Cranial sutures as tools to infer skull function in fossil fish and amphibians: An experimental approach using the extant fish Polypterus

Can functional information be extracted from the morphology of cranial sutures in fossil organisms? Experimental work on extant reptiles and mammals suggests that cranial suture morphology is determined, in part, by the stresses that act on the skull during life. Although some paleontological studies have attempted to use sutures to infer function in fossil fish and amphibians, these works use correlations of suture form and function derived from extant mammals, and do not include experiments on more closely related extant analogues. In this series of studies, I quantify sutural morphology across the fish-amphibian transition, and, using results from strain gage experiments I conducted on the extant fish Polypterus, make functional interpretations of changes in suture shape during this important evolutionary transition.; In Chapter 1, I review the literature on experimental studies directed towards understanding the link between suture form and function. Analyses of extant taxa using in vivo and in vitro methods are discussed, as well as paleontological interpretations of cranial suture shape in fossil vertebrates.; Chapters 2 and 3 focus on suture deformation during feeding and suture shape in the extant fish Polypterus. In Chapter 2, I demonstrate experimentally that sutures in fish exhibit correlations between morphology and function similar to mammalian sutures. Specifically, flat-edged sutures in Polypterus experience tension, while interlocking sutures are loaded in compression. These are the first experiments to measure suture function in fish.
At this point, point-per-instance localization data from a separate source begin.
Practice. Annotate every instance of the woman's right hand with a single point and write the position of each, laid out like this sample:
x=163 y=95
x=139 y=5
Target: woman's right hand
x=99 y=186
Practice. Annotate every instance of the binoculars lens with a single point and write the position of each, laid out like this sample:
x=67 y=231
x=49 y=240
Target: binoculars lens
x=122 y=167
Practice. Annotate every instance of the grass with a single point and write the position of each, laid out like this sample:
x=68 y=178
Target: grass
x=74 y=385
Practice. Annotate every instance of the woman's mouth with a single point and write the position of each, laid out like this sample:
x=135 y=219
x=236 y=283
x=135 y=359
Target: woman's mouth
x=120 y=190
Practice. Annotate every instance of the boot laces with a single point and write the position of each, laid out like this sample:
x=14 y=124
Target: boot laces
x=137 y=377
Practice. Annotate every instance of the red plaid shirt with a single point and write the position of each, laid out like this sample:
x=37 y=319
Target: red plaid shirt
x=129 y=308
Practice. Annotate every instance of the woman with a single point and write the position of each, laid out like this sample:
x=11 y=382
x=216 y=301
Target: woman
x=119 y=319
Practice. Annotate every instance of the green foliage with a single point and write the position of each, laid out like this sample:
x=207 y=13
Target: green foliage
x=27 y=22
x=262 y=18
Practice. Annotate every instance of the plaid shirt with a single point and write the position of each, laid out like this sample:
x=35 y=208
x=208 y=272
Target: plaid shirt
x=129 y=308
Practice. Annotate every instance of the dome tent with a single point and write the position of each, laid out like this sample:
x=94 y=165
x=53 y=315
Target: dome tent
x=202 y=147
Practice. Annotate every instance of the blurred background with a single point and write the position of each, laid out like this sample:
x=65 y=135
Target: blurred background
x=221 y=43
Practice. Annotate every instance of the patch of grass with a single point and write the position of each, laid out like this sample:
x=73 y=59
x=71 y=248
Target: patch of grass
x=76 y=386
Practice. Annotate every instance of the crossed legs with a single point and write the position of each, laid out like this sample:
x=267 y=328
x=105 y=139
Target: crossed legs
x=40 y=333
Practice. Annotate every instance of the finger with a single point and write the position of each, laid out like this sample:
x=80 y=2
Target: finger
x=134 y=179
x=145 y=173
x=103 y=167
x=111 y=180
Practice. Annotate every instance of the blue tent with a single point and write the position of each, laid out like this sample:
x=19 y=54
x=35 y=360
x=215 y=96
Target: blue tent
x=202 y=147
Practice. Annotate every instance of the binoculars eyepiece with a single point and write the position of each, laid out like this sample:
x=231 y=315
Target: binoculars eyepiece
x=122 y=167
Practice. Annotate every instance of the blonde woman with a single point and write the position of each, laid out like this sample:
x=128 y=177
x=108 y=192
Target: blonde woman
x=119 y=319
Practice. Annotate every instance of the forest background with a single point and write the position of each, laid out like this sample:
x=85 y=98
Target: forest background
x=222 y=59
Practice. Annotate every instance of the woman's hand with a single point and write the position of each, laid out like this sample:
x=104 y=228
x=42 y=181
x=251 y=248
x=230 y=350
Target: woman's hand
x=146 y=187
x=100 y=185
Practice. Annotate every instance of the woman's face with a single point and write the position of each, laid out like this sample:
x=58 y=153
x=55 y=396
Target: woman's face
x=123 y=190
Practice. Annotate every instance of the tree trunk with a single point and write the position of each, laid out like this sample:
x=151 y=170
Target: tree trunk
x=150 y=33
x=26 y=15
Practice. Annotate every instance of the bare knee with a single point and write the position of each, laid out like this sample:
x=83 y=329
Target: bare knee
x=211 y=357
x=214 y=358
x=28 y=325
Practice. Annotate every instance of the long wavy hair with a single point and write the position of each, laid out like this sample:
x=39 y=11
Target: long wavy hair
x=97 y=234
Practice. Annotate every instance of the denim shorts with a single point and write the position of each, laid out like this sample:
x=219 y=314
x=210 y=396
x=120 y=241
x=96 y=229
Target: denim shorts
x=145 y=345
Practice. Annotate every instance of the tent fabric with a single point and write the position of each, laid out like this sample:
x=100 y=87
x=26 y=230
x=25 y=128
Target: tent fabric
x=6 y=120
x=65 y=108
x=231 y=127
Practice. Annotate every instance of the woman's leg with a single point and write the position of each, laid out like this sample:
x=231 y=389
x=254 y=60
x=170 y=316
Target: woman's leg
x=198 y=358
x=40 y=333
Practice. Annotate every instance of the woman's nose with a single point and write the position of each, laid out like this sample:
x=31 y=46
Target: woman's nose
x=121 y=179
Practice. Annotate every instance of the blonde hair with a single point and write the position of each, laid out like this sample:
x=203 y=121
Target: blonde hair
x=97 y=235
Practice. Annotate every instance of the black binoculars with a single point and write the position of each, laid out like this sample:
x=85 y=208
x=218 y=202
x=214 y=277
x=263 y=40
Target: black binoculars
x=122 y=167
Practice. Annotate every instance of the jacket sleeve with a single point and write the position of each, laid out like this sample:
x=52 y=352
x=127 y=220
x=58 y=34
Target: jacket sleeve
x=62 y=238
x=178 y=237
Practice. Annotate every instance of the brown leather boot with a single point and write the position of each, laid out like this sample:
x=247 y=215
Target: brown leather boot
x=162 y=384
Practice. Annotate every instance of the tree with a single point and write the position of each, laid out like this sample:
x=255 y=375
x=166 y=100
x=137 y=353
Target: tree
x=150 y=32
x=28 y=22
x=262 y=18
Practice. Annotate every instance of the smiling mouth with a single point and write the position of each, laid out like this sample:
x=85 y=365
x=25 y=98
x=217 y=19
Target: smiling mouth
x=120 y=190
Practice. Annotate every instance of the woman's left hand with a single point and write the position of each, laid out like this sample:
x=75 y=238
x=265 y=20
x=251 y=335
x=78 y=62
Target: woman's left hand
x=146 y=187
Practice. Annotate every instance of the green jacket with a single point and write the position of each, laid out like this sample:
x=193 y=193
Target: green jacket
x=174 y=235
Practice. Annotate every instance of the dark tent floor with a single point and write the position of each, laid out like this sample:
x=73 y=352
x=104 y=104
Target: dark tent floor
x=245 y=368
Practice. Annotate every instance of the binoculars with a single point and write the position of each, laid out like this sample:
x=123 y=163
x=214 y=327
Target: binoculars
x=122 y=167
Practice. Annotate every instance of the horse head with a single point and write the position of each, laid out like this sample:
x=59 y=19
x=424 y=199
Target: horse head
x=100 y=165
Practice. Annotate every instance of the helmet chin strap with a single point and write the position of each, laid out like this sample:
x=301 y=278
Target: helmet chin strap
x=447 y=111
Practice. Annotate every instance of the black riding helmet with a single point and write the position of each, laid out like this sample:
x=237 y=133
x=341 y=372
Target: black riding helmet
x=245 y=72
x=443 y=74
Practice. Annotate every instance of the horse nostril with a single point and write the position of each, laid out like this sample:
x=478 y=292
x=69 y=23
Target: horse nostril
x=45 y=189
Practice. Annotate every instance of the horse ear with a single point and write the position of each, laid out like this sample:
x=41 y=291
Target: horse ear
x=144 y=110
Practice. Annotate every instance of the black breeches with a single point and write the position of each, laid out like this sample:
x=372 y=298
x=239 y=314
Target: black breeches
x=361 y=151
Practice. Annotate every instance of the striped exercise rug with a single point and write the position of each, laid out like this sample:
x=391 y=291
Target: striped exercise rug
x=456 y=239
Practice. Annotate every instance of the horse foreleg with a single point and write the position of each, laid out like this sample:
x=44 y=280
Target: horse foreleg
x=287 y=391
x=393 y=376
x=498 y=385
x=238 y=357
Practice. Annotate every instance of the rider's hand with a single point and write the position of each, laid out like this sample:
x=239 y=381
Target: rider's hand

In Chapter 3, I present a series of metrics for quantifying suture shape in Polypterus that can be used to rigorously link suture shape and response to loading.; In Chapter 4, I apply this series of metrics that capture suture morphology, and the observed correlations between suture form and function in Polypterus, to fossil taxa that span the fish-amphibian transition. Terrestrial as well as aquatic amphibians are included so that the effect of feeding type on suture morphology can be assessed. These results suggest that the early aquatic amphibian Acanthostega may have been capable of capturing prey on land, based on its sutural morphology.; In Chapter 5, I discuss the implications of this work for paleontological studies of skull function, and present an agenda for future research.